Ever taken a trip into outer space?
Philadelphia has been a city of unbeatable charm that blends the bubbly East Coast with Southern hospitality. But with yet another Stephen Starr outpost in University City where I had spent some charming years, I discovered Pod. Futuristic interiors were an understatement, for the lounge was so minimalistic that it had red cubes under neon lights, on day and night while we waited for booths. The booths themselves were ultra white cocoons, tucked within walls or pulsating, color changing spaces, reminding me why the space was called Pod. There was also a conveyor belt delivering precise cuts of sushi, sashimi and nigiri, rotating in alternating hues of orange and green. Tabletops were in circular hypnotic primary colors, and the white meets neon vibe of the space literally transported me to outer space. The cuisines was Japanese based, with hints of China, Vietnam and Korea dispersed amidst the modern take on Asian cuisine.
Across a span of the day, we started with the color coded cocktails, which in itself seemed like an elixir from Mars. The favorite was a white cocktail, named miso soup! With snow pea Sipsmith, cream of coconut, Thai Basil and vermouth, it was a sweet, creamy and illustriously white cocktail, served looking like milk in a cocktail vial! The blue drink was a mellonballer, with Tanqueray, honeydew, calpico and Pernod, a tad tangy to break the otherwise crystalline sweetness. The yellow drink was a Lemon Lotus with Tito’s, sparkling wine and poppy seed tincture, a tad bubbly but undeniably strong due to the generosity of un-muddled vodka. The red drink, one of my favorite colors of course, was a Polynesian pearl with Sailor Jerry, macadamia orgeat and grapefruit, thus making it a summery citrusy cocktail and one of my favorites.
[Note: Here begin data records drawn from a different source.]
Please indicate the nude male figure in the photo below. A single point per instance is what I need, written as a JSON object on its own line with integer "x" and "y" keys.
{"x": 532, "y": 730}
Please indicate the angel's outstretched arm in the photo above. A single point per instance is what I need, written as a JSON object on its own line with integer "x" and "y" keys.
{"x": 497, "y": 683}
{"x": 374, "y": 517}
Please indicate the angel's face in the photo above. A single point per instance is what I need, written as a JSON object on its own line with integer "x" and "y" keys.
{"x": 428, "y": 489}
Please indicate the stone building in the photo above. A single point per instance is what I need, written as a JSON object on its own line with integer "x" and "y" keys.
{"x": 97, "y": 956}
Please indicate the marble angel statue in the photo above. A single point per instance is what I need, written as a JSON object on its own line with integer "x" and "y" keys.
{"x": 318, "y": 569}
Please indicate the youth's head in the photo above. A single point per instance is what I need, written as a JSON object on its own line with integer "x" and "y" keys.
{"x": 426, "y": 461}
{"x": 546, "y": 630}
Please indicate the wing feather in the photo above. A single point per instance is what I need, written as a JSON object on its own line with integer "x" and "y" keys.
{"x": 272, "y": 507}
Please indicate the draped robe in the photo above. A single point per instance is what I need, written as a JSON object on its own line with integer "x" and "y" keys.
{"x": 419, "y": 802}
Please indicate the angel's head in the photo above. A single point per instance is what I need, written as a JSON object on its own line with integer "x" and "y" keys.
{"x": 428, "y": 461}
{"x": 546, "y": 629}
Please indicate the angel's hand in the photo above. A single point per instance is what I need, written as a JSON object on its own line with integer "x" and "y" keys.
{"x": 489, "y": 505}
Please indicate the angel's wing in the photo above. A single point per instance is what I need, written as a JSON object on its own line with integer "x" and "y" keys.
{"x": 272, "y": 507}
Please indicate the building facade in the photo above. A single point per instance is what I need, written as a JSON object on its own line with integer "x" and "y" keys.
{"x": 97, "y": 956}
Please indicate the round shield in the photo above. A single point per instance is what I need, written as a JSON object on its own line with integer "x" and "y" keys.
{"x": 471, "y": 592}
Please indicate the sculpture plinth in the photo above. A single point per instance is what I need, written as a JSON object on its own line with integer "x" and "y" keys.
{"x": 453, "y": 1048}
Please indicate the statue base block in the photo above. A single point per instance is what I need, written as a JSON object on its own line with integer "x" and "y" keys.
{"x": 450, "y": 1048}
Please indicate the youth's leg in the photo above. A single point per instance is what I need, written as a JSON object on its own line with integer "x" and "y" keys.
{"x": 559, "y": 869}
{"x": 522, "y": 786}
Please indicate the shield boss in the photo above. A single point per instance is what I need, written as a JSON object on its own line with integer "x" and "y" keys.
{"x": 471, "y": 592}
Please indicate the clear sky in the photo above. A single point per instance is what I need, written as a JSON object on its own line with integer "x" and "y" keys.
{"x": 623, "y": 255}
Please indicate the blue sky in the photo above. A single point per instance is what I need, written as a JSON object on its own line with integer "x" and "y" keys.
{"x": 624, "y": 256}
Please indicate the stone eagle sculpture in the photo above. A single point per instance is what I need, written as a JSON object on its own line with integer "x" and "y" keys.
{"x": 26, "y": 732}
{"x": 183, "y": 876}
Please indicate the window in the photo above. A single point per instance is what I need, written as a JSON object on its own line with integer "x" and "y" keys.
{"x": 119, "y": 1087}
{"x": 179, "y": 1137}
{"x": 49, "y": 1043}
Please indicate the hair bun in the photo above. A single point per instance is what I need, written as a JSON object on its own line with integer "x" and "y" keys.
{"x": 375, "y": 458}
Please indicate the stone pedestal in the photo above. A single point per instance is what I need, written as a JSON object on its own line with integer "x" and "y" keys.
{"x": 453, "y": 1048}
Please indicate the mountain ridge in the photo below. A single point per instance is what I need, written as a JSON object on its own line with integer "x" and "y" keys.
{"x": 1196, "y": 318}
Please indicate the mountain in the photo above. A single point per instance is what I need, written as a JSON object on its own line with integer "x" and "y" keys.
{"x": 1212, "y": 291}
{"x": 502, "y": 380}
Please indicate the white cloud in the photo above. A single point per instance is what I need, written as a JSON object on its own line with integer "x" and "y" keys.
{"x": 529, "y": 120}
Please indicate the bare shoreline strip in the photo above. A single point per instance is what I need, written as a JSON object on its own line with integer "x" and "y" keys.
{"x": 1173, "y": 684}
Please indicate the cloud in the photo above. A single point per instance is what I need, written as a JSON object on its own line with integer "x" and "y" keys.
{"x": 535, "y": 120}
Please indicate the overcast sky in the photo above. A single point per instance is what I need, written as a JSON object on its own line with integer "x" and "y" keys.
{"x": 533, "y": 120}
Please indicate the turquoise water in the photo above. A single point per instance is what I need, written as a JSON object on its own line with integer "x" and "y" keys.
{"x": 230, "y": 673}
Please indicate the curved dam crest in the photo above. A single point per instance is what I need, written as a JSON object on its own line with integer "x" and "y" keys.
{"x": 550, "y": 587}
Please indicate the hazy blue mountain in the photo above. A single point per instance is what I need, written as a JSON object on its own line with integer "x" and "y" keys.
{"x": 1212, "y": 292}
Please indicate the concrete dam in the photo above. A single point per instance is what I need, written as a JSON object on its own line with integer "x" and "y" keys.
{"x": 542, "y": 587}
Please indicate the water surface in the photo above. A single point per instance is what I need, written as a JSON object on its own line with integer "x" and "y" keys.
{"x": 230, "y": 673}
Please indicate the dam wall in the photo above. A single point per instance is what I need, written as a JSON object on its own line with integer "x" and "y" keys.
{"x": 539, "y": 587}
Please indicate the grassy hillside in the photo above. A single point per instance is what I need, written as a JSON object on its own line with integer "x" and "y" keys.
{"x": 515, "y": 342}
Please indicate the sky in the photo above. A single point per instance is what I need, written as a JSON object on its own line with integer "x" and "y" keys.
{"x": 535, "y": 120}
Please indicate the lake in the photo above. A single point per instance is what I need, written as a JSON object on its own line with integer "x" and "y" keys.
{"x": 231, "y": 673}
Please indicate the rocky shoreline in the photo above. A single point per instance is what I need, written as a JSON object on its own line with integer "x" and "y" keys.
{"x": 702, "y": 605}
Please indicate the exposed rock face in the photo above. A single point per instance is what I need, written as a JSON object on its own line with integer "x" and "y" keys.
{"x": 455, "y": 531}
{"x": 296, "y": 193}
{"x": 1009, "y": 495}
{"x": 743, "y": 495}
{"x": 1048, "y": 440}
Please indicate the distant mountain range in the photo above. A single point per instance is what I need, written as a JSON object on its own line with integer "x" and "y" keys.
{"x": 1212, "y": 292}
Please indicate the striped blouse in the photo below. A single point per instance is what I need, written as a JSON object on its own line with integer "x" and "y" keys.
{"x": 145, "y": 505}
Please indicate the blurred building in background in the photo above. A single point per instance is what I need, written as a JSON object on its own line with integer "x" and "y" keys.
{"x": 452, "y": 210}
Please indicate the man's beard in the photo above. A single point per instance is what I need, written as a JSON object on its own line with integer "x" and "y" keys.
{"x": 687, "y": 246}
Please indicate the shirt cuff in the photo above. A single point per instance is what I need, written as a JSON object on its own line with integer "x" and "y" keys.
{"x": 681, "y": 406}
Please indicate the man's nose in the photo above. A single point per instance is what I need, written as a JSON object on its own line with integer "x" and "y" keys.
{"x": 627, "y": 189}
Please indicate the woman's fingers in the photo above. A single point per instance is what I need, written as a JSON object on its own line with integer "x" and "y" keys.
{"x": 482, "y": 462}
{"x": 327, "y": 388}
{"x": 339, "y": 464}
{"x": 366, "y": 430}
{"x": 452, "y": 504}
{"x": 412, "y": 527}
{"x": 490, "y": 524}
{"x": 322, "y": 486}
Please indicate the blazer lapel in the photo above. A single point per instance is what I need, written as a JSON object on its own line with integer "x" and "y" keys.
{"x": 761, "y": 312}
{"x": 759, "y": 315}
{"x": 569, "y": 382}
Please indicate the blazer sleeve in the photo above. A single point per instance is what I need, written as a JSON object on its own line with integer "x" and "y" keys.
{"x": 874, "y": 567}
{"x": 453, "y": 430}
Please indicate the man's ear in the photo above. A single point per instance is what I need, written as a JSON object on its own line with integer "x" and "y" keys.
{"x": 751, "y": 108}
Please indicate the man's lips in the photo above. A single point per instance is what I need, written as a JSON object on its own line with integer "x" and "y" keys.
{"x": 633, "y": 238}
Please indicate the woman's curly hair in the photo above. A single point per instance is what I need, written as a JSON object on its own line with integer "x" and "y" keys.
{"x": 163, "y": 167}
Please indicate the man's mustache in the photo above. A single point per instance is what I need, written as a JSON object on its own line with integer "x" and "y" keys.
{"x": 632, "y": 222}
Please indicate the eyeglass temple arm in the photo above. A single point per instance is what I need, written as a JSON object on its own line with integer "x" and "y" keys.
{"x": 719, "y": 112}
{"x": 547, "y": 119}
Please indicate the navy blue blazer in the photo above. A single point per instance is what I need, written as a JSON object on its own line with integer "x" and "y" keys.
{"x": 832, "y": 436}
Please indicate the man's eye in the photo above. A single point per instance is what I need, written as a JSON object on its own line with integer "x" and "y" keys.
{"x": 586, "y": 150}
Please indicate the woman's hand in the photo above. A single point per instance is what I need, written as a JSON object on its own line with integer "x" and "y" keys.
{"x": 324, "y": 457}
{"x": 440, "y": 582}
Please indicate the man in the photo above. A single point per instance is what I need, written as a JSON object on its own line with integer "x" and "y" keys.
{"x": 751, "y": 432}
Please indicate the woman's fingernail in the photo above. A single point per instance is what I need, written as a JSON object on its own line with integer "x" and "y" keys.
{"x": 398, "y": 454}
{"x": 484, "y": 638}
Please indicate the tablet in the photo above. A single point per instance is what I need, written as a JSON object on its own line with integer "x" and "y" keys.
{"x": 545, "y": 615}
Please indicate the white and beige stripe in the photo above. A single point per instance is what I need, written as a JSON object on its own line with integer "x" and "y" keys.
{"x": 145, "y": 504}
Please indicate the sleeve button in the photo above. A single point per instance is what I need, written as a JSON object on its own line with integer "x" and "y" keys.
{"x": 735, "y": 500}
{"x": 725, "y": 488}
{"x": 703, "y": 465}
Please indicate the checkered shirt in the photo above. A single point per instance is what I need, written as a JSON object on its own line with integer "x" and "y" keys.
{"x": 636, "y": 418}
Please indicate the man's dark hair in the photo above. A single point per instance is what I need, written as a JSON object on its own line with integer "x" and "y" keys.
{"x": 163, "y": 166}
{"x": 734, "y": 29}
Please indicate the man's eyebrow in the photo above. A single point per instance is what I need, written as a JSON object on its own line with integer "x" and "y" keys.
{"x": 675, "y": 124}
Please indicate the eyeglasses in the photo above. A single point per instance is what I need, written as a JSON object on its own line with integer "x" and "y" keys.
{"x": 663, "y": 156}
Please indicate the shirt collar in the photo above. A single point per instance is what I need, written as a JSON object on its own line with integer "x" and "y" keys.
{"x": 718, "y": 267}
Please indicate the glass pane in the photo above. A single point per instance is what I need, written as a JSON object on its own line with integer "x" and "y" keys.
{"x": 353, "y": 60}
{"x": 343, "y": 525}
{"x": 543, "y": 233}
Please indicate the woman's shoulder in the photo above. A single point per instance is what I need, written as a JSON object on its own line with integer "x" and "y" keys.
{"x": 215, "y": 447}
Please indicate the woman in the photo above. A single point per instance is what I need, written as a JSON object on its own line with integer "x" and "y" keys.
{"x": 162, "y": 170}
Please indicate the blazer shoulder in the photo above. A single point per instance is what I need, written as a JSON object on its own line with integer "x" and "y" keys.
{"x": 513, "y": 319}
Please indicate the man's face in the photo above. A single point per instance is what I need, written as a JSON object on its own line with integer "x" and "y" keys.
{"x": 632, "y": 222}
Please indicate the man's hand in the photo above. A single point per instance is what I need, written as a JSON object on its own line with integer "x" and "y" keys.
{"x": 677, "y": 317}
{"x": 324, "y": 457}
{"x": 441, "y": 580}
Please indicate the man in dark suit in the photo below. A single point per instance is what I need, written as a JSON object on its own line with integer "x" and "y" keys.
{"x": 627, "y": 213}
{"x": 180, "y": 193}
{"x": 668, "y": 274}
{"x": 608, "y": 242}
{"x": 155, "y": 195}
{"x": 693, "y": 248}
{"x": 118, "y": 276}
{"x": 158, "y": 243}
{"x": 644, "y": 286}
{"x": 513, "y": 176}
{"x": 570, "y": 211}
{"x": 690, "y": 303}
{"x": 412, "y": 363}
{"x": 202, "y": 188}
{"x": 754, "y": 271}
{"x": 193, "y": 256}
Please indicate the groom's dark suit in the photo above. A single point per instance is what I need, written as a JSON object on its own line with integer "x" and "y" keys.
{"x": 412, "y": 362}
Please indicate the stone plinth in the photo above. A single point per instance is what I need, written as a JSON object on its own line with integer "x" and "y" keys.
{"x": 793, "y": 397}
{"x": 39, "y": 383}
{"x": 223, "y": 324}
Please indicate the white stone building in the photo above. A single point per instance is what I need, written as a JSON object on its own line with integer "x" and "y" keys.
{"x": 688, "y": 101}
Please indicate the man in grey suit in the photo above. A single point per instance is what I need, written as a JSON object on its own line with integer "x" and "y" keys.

For entrees, I go the vegan Stephen plate of sushi as my comrade ordered a more meaty one. Mine was with tempura zucchini, avocado, kanpyo squash, eggplant and roasted pepper, even with a side of vegan soy and ginger. The taste was immaculate, even down to the scent I could not imagine any finer vegan Japanese cuisine. Plus, the immaculate artsy turns of the well made dish added to the fishy, soy taste.
The signature wasabi vegetable rice dish was undoubtedly spicy, with a heap of sweet corn, cauliflower, carrots and scrambled eggs diabolically mixed into the Asian fried rice. The result was a hearty meal, one that was at home in the peak of Southern Eastside, merging the cultural harmony of Asian food with filling Southern feels.
With a double dose of dessert, we opted for a few drinks to whisk us into a wonderland of our own between the transition of savory to sweet.
I could not fathom what to expect from a futuristic Asian restaurant, and I was elated to find gastronomy taking a forefront. The Yuzu-Miso chocolate cake was unmistakably classic looking, with a dark chocolate scent that was only mildly touched with a taste of a fibrous yuzu, and tasted devoid of any saccharine West-worthy-ness. The sake foam was strong, both scented and taste-wise, adding a punch that was mellowed by the vanilla ice cream ball completely coated in sprinkles that made it akin to a gigantic hard candy, reminding us that this was an adult version of wonderland.
My favorite however was the fluffernutter spring roll dish, paying an homage to a savory favorite, The ‘spring rolls’ were stuffed with toffee and peanut butter, crunchy with an deafeningly sumptuous crackle, and with a gooey, dark chocolate dipping sauce. The combination of savory crackly dough with warm, melting peanut butter and sweet toffee was a blissful balance to the richness of the dark chocolate. Texturally, things were indulgently gooey, almost to a sensual level, offset with the crackle of the peanut brittle. All in all, another saturated marriage of the east and west.
It was almost tragic to walk out of the spaceship and into the real world, but then again, we felt at ease having taken a peak at the future without being abducted by Martians.